Tests detect potentially illegal wood in paper. Here are some tips to manage risk.
The amended U.S. Lacey Act has already impacted the wood industry, from the investigation of Gibson Guitars to a recently-reported seizure of Peruvian hardwood. Both of these cases involved solid wood products. But what about paper?
Paper poses the challenge of linking an illegally harvested tree in a faraway forest to a piece of paper purchased in the United States—after all the mixing and bleaching. Companies in the Forest Legality Alliance and others asked whether or not it is even possible to find Lacey violations in paper products.
Working with others, WRI decided to check it out.
We sent samples from 32 imported paper products to an independent fiber analysis laboratory. Samples we had tested came from stationery, paper bags, cardboard boxes, toilet paper, facial tissue paper, wrapping paper, and books—including pages, glossy cover sleeves, and cardboard from hardback covers. All products were purchased from stores and outlets in the United States.
With fiber analysis, scientists use high powered microscopes to look at plant fibers and vessels in a snippet of paper to identify what types of trees were used to make it. Vessels are structures that transport nutrients and water in plants, and they have distinct anatomical features that allow for identification of its genus and, in some cases, species.
[image vessel2.jpg align=right A Rhizophora vessel. Source: Ghose and Das. 2001.] What we found is telling.
The tests identified vessels with anatomical features consistent with those of ramin (Gonystylus spp) in a page of a coffee table book and in the cover paper of a children’s book. These books were purchased from a U.S. retailer and published by U.S. firms but were manufactured in and imported directly from Indonesia. Increasingly rare, ramin trees have been protected internationally since 2003 under the Convention on International Trade in Endangered Species of Wild Fauna and Flora (CITES). Likewise, the Indonesian government has imposed an export ban on all ramin products. In other words, ramin fibers should not be found in paper.
In the cover of another children’s book, the tests found vessels consistent with those of mangrove trees (Rhizophora spp). Import/export trade databases indicated that this book, too, was manufactured in Indonesia. Mangrove trees are protected from harvest under Indonesian coastal protection, conservation, and forest management laws.

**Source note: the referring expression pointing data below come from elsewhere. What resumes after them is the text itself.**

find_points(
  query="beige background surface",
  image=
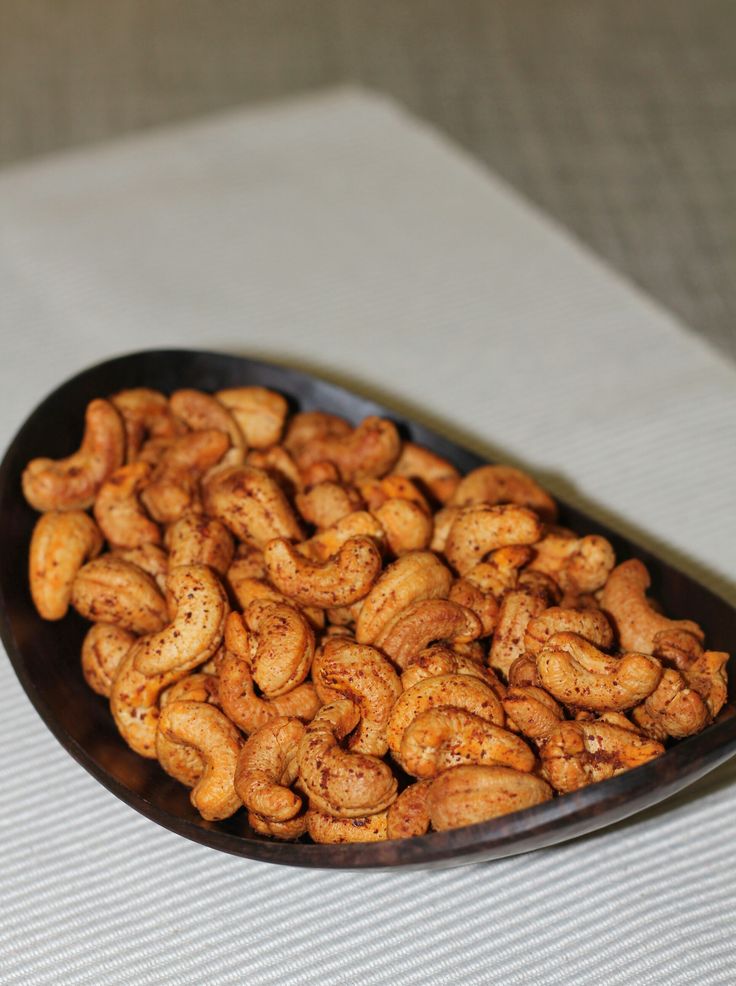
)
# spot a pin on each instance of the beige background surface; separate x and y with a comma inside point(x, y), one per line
point(619, 118)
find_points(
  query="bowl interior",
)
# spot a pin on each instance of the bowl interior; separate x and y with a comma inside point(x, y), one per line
point(46, 655)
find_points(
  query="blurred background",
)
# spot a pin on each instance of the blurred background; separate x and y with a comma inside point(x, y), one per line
point(617, 118)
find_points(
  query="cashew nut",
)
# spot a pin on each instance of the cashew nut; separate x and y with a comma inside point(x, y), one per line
point(581, 753)
point(503, 484)
point(260, 413)
point(72, 483)
point(468, 794)
point(111, 590)
point(252, 505)
point(118, 512)
point(217, 741)
point(343, 579)
point(480, 529)
point(199, 605)
point(62, 541)
point(638, 624)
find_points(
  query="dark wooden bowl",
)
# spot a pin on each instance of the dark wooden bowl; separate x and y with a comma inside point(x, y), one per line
point(46, 655)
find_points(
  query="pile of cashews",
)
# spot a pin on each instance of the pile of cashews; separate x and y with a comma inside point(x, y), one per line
point(332, 628)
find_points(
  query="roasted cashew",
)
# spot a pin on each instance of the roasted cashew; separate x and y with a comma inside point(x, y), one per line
point(581, 753)
point(503, 484)
point(326, 503)
point(409, 814)
point(195, 539)
point(174, 485)
point(111, 590)
point(267, 767)
point(517, 610)
point(103, 649)
point(62, 541)
point(468, 794)
point(480, 529)
point(260, 413)
point(435, 473)
point(577, 674)
point(343, 579)
point(332, 830)
point(146, 414)
point(282, 647)
point(532, 710)
point(199, 608)
point(345, 669)
point(369, 450)
point(252, 505)
point(412, 577)
point(638, 624)
point(339, 782)
point(217, 741)
point(590, 624)
point(445, 737)
point(406, 525)
point(673, 709)
point(423, 623)
point(576, 564)
point(121, 518)
point(458, 691)
point(72, 483)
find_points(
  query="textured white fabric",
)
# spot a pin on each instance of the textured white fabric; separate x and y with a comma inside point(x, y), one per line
point(338, 234)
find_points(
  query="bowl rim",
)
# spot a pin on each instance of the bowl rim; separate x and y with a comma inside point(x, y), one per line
point(560, 819)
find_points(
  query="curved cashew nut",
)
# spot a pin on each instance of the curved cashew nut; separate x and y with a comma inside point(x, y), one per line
point(468, 794)
point(412, 577)
point(533, 711)
point(331, 830)
point(503, 484)
point(217, 741)
point(267, 767)
point(195, 539)
point(435, 473)
point(337, 781)
point(590, 624)
point(458, 691)
point(369, 450)
point(424, 622)
point(200, 412)
point(346, 669)
point(259, 413)
point(146, 414)
point(326, 503)
point(581, 753)
point(282, 648)
point(252, 505)
point(578, 564)
point(62, 541)
point(517, 610)
point(480, 529)
point(638, 624)
point(576, 673)
point(343, 579)
point(409, 814)
point(174, 485)
point(673, 709)
point(199, 605)
point(72, 483)
point(445, 737)
point(103, 649)
point(118, 512)
point(111, 590)
point(406, 525)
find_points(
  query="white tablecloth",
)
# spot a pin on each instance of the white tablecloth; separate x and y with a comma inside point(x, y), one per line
point(338, 234)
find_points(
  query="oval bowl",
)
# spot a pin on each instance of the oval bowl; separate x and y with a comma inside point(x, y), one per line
point(46, 655)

Consequently, all three of these books potentially violate the 2008 amendments to the U.S. Lacey Act, which prohibit trade within the United States of products made from plants that are harvested in contrary to international law or the law of their countries of origin. Since 2008, it has been illegal to import, export, transport, sell, receive, or purchase such plant products – including pulp and paper – in the United States. All actors in the supply chain, including importers, publishers, and retailers can be liable under Lacey. Penalties can include forfeiture of goods and fines of up to $500,000 and jail time.
The Amended Lacey Act
The 2008 amendments to the U.S. Lacey Act:
- Prohibit trade into and within U.S. borders of any product made from trees or other plants that were logged or traded in violation of a law in the country of harvest. Products include paper, lumber, and furniture;
- Require importers of plant products to declare the country of harvest, the genus and species of the plant, as well as the product’s volume and value (this is the “declaration requirement”); and
- Establish penalties for violations, including forfeiture of goods and vessels, fines of up to $500,000, and prison terms of up to five years.
Even though the declaration requirement does not yet apply to paper, the prohibition of trade in illegally harvested forest products has applied to paper since May 2008.
[/sidebar] These results demonstrate that it is possible to detect potential Lacey violations for paper, thanks to modern technology. In addition, they suggest that the prevalence of illegally harvested fiber in paper products may be more common than assumed— 3 of just 32 products had suspicious fibers.
Furthermore, they portend the possible use of this technology by third parties to uncover Lacey violations. Some NGOs have already used fiber analysis to determine whether books were made from plantation wood or from natural tropical rainforests. Now we know they can find potentially illegal species in paper, too.
So what can companies in the paper supply chain do to avert the risk of purchasing paper with illegal fiber in it?
First and foremost, exercise due care. “Due care” lies at the core of the amended Lacey Act. It is the legal term for exercising the level of appropriate action that would be taken by a reasonably prudent person under the same circumstances to minimize the risk of purchasing plant products that were harvested or traded illegally.
Examples of due care in the context of purchasing paper products include:
Ask questions. Ask your paper supplier questions such as: What is your supply chain? Can you trace the paper all the way back to the forest? What is the degree of illegal activity in that forest or region? What processes do you have in place to prevent illegally harvested fiber from entering your supply?
Assess risk and respond accordingly. Determine the relative risks associated with the forest of origin. Is the region suspected by credible sources of having high levels of illegal logging? Are civil society campaigns currently underway that indicate that this is a forest of concern? If so, compare the risk of inadvertently sourcing illegal paper to your degree of risk aversion. If responses from your supplier to the questions you ask do not meet your risk tolerance levels, consider sourcing paper from a different supplier or region.
Adopt a comprehensive forest products purchasing policy. Establish a forest products purchasing policy that reflects company values and incorporates environmental and social safeguards. Such policies can be a good foundation for practicing due care. Training employees on the policy and putting in place systems and performance incentives for policy implementation can effectively reduce risk.
Purchase certified paper. Harvesting trees legally is a common feature of third-party forest certification programs. Therefore, purchasing certified paper can be a means of demonstrating due care. But note that certification per se does not necessarily mean that the paper is legal, especially if the verification systems of the certification program are not robust and in countries with weak governance. In such circumstances, illegally harvested fibers can still find their way into certified paper.
Conduct periodic fiber analysis tests. Periodically test samples of paper products you purchase. Periodic testing can reveal what’s in your paper and might uncover suspicious fibers and sources. Fiber analysis testing is not expensive, and there are a number of independent fiber testing labs, including:
- Integrated Paper Services, Inc. (United States)
- Institute for Paper Science and Technology, Darmstadt Technical University (Germany)
- INNVENTIA (Sweden)
- Econotech (Canada)
As we discovered, paper is not risk free when it comes to the amended U.S. Lacey Act. But there are steps one can take to reduce these risks and demonstrate due care...and not just on paper.